Additionally, the dataset should represent a large number of attacks when we wish to discover them. Currently (and in the simulation lab), most ML algorithm models are trained on general datasets, such as KDDCUP99, NSL-KDD, and UNSW-NB15. However, they are rarely suitable for IoT networks due to the limited support for dedicated protocols used in IoT networks. Even the datasets used in the simulation lab and those related to IoT (i.e., N-BaIoT, IoT-23, TON-IoT, and CICIDS2017) are not sufficiently comprehensive to cover the need for IoT networks in real-life attack situations. Moreover, HCBDA is used for disease prediction and cannot be used for IoT network intrusion attacks.

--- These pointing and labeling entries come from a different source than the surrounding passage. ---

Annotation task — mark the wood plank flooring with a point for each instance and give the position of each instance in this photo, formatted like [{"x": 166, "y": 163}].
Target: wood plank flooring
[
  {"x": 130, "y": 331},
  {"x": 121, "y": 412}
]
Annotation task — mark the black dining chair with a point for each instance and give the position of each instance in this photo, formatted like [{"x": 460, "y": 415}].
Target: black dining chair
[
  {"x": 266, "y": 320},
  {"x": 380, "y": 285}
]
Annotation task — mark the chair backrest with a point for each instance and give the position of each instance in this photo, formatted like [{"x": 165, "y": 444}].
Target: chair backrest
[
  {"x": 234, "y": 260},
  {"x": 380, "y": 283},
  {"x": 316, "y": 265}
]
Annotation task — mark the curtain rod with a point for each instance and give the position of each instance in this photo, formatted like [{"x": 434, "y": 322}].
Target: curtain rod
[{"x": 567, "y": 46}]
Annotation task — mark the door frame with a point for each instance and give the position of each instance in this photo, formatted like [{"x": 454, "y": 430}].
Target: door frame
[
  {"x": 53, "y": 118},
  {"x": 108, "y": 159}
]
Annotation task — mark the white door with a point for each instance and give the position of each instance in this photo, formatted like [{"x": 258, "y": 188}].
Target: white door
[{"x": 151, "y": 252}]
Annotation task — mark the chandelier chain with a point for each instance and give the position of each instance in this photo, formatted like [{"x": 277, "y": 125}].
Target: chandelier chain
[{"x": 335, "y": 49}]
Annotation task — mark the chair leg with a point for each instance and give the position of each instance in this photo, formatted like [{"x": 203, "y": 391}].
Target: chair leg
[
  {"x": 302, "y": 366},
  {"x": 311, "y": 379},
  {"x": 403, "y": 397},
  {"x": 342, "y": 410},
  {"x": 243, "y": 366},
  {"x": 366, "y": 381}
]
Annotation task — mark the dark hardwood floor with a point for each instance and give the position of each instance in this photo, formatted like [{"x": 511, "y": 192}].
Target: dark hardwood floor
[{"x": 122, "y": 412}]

Furthermore, in the field of IDS and GANs, researchers have not considered some of the critical aspects, such as the training and testing time performance of the generated dataset; generating IoT-focused datasets; unifying features across multiple datasets; applying feature selection methods; the adoption of train on synthetic, test on real data (TSTR) as a performance measure; and including statistical performance metrics, leaving significant contribution gaps for further research and investigation.
Thus, as shown in Figure 2, this study was designed to select diverse datasets to cover a broader number of attacks from the TON-IoT, MQTT-IoT-IDS2020, and Bot-IoT datasets with 12 attacks and a normal traffic dataset. Then, these datasets are applied as input for generating a synthetic dataset using GAN. This study also aims to identify the appropriate pipeline of ML algorithms for detecting attacks with the highest detection accuracy and shortest time for the development of an efficient IDS in protecting the IoT network. Table 1 summarizes the reviewed ML algorithm studies that focused only on training and testing times. It contains the proposed ML algorithm approaches and the selected datasets. It compares their efficiencies in terms of accuracy, training time, and testing time.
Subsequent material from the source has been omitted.